Rasa pusing yang teramat sangat menusuk kepala Anne ketika kesadaran perlahan kembali membangukannya. Kelopak matanya bergerak dengan perlahan sebelum kemudian pandangan perlahan menjadi jelas dan semakin jernih.

Anne menyadari ia terbangun dan berbaring di ruangan yang serba putih. Dengan bau antiseptic yang begitu pekat. Kepalanya bergerak ke kanan dan kiri, hanya ada kesunyian. Benaknya mengingat apa yang membuatnya berbaring di tempat ini. Pertengkarannya dengan Luciano dan tujuan mereka datang ke rumah sakit untuk …

Tangan Anne bergerak ke perut, apakah Luciano sudah melenyapkan anaknya?

Pintu bergerak terbuka dan Luciano melangkah masuk. Pandangan pria itu langsung menangkap Anne yang menoleh ke arahnya. “Kau sudah bangun?”

Wajah terluka Anne seketika berubah dingin. Tangan wanita itu bergerak turun dari perut dan membuang wajahnya. Kebencian kembali menyeruak memenuhi dadanya.

Luciano berdiri di samping ranjang, senyum tipis tersemat di antara bibirnya. Tangannya terulur, ujung jemarinya menyentuh pundak Anne. Kemudian bergerak menurun dengan elusan yang lembut dengan punggung jemari tersebut.

Anne menyentakkan tangannya dan berbaring miring, memunggungi Luciano. Ia siap bertengkar kembali, tetapi kepalanya masih pusing dan tubuhnya masih lemah. Rasanya ingin menangis, tetapi tangisannya pun tak bisa memberinya kepuasan. Anne hanya memilih menahan kebencian dan kemarahannya terpendam dalam-dalam. Satu-satunya hal yang tersisa hanyalah bersabar, pun dengan kesabarannya yang tak pernah tersisa setiap berhadapan dengan Luciano.

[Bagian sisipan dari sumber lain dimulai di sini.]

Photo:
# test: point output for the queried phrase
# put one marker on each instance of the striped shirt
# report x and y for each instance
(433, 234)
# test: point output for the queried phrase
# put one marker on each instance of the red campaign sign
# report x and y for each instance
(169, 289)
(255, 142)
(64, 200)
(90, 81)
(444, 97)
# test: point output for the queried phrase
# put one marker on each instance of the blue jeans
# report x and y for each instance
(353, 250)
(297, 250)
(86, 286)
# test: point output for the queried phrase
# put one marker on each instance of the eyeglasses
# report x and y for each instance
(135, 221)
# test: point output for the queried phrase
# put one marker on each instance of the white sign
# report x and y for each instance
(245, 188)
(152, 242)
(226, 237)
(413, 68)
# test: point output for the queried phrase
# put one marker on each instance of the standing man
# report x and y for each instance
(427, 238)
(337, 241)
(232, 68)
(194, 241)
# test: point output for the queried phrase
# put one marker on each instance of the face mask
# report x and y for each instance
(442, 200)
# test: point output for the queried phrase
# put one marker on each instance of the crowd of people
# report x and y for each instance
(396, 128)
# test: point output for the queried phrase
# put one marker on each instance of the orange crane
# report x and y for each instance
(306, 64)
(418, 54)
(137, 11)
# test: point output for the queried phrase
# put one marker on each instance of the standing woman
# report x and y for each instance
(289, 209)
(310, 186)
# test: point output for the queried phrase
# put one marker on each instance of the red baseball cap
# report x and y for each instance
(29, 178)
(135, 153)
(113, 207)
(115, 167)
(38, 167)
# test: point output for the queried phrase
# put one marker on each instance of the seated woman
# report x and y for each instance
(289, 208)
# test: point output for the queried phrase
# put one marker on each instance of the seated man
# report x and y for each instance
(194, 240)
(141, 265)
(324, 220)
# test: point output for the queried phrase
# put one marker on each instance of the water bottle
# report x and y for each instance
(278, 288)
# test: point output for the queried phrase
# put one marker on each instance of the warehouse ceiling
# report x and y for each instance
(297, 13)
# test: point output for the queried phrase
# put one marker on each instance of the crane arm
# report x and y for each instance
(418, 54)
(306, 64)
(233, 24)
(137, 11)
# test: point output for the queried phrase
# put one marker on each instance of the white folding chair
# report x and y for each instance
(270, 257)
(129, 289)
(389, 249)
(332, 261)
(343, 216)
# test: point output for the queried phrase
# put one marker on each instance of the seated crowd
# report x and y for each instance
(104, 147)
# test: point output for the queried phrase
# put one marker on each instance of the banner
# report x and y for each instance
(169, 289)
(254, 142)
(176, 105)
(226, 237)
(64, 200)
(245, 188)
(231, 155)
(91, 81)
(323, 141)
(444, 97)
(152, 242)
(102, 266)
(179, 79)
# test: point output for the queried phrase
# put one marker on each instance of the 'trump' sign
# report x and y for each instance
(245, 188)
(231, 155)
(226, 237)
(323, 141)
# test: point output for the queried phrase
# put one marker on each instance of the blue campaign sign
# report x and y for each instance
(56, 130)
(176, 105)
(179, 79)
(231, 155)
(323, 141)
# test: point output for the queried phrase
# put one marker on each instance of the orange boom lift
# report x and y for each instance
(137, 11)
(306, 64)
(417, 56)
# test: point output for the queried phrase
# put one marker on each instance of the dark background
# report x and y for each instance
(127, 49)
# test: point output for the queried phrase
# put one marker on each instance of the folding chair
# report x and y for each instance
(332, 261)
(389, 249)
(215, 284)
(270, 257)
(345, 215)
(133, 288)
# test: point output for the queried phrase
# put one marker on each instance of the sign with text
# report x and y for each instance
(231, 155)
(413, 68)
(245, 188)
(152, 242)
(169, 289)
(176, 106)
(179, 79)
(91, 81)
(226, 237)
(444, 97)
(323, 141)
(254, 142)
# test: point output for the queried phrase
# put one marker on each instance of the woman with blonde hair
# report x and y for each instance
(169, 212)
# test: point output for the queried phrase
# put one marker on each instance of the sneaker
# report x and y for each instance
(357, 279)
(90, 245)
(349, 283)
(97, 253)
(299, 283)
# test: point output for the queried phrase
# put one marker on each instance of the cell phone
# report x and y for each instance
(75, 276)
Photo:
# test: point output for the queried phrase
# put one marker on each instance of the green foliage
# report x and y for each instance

“Karena keadaanmu cukup lemah dan belum bisa melakukan perjalanan jauh, jadi kau akan mulai tinggal di rumahku setelah pulang dari rumah sakit.”

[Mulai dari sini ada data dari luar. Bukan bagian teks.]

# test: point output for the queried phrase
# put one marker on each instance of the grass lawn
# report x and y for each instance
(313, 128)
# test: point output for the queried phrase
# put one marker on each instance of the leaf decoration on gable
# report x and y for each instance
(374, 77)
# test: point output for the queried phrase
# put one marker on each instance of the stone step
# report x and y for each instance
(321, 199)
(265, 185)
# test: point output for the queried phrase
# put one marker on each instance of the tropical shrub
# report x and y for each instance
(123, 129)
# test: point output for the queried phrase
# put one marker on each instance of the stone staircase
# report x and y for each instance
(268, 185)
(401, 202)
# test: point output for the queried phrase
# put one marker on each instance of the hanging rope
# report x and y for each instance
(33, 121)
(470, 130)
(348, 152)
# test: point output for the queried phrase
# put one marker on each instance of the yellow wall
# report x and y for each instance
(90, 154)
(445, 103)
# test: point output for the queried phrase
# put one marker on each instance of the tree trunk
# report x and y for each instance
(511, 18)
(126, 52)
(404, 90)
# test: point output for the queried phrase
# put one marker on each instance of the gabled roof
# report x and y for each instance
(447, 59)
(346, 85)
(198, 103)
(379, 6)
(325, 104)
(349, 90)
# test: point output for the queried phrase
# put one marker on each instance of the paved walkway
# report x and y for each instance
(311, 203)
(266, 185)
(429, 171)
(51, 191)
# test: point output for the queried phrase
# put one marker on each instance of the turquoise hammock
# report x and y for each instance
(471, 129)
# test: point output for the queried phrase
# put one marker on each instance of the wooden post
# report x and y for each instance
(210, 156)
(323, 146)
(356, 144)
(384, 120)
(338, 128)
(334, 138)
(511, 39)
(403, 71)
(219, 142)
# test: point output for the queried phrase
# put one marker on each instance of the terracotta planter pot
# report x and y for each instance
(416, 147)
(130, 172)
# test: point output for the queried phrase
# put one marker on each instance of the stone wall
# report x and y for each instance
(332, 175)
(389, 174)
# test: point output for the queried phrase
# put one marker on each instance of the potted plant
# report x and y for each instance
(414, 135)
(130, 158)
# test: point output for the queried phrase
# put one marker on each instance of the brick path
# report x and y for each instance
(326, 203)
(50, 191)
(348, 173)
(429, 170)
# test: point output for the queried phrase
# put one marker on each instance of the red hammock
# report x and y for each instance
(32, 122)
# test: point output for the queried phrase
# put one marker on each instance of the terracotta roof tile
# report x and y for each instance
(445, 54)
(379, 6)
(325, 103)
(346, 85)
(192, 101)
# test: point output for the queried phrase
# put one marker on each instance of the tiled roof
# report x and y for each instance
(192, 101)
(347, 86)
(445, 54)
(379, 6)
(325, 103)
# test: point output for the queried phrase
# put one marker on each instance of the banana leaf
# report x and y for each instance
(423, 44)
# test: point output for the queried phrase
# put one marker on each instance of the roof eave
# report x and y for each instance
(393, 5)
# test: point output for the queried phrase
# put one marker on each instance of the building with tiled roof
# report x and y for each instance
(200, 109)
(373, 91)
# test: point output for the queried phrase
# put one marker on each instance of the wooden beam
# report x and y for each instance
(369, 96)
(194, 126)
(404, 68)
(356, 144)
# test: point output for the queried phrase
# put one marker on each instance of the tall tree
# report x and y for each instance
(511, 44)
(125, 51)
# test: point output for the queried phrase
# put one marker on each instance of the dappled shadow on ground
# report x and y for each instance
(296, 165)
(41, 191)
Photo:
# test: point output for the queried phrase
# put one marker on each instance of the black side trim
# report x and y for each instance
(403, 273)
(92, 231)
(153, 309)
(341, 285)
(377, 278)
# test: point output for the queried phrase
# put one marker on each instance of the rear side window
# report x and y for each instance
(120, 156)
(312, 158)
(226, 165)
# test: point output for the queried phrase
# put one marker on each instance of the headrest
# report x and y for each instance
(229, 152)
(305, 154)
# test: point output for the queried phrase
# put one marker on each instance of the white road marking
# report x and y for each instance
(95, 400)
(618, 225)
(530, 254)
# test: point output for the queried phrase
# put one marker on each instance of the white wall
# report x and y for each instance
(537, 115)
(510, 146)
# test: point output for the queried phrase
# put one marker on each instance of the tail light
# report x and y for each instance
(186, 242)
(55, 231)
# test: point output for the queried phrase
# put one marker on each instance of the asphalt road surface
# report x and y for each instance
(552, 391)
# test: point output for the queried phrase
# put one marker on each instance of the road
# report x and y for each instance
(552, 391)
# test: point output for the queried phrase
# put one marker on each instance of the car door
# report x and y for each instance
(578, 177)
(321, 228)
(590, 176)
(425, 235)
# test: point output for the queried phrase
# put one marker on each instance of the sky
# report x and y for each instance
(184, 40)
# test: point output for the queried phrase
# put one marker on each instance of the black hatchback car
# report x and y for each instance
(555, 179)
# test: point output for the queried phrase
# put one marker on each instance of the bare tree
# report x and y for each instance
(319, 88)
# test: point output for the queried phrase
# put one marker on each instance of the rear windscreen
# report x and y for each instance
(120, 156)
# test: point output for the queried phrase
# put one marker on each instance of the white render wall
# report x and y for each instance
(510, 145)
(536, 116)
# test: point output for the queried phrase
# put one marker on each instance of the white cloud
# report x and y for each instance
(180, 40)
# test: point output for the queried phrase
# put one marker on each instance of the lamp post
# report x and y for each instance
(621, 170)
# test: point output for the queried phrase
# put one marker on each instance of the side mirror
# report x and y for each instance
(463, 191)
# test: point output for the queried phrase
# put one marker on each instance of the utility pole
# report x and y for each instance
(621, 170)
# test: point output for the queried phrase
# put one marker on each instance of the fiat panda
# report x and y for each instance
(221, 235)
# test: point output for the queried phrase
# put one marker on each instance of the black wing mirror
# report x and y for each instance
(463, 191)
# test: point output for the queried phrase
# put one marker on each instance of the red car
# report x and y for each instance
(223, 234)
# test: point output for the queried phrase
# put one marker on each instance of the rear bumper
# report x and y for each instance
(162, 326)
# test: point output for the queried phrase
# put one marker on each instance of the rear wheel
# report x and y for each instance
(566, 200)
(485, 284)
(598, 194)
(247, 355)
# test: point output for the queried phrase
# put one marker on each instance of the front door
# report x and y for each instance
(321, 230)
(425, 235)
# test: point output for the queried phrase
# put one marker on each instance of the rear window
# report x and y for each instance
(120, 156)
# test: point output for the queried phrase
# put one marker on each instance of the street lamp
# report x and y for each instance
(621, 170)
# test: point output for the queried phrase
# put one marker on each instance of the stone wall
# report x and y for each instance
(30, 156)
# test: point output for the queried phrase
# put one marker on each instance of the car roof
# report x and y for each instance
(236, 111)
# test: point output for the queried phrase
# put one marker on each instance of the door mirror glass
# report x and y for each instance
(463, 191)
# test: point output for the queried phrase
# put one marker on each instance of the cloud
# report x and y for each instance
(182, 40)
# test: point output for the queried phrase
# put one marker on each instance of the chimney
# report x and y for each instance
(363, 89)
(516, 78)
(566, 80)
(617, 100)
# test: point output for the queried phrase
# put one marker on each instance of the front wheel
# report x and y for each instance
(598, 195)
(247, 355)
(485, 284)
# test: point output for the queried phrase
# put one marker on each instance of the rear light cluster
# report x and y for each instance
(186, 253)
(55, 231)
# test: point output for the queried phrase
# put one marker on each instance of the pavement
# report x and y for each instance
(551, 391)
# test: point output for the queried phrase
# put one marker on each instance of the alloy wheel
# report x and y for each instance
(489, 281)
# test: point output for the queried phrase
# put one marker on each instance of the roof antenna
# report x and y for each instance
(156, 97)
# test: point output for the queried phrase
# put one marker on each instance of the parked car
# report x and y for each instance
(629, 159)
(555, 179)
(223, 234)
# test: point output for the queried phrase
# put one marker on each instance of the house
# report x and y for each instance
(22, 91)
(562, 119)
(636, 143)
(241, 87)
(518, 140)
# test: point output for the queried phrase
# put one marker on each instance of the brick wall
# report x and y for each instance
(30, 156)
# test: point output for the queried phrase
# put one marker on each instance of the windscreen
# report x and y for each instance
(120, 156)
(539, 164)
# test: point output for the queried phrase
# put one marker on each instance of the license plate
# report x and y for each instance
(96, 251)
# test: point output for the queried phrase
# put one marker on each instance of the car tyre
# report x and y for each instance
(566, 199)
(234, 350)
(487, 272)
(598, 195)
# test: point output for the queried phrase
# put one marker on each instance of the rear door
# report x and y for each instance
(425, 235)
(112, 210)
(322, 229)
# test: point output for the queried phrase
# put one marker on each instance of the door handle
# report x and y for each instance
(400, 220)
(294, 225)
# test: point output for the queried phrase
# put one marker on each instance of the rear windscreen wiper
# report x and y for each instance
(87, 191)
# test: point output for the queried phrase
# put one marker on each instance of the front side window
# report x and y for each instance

Anne tetap bergeming, merasakan Luciano yang duduk di belakang punggungnya dan ia tak bisa menghindari sentuhan pria itu yang menyingkirkan helaian rambut dari sisi wajahnya dan menyelipkan ke belakang telinga. Kemudian mengelus rambutnya yang terurai, memain-mainkannya dengan gerakan yang lembut. Seolah sikap lembut tersebut sebagai bentuk rayuan ataupun permintaan maaf atas sikap kasar yang dilakukan pria itu di dalam mobil.

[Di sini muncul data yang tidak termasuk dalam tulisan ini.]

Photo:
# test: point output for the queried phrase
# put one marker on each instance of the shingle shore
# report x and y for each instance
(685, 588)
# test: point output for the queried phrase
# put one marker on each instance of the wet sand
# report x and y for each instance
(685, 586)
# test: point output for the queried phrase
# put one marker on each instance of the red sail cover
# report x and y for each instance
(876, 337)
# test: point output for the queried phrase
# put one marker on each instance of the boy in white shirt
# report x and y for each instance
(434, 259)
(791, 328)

Ya, Luciano memang bisa memperlakukannya sangat lembut dan di saat berikutnya mampu berbuat keji dalam sekejap mata.

“Aku memiliki pekerjaan yang tak bisa kutinggalkan di Italia.”

Kali ini kening Anne bereaksi. Menghubungkan kedua kbar tersebut dan mulai berpikir dengan seksama. Ia tidak bisa melakukan perjalanan jauh dan Luciano memiliki pekerjaan yang tak bisa ditinggalkan. Jadi …

Luciano yang menyadari reaksi Anne pun mendengus tipis. “Kuharap kau tidak merindukanku, Anne sayang.”

Untuk pertama kalinya, Anne patuh dengan sukarelan dan dengan hati yang sepenuhnya ikhlas.

Luciano membungkuk dan mendaratkan kecupan di pelipis Anne. Anne tak menolak, karena terlalu gembira akan perpisahan tersebut.

Setelah Anne merasa badannya kembali bersemangat dalam setengah jam, dokter datang dan memeriksa keadaan Anne meski wanita itu menolak pemeriksaan selanjutnya. Tidak, ia belum siap dengan kehamilan ini setelah mengetahui anak dalam kandungannya adalah milik Luciano dan pria itu mengalah.

Luciano sering datang ke rumahnya, menjemput dan mengantarnya ke pesta dan menggandengnya ke tempat umum di mana pun pria itu inginkan. Akan tetapi, tidak sekali pun Anne tahu dan ingin tahu di mana rumah Luciano.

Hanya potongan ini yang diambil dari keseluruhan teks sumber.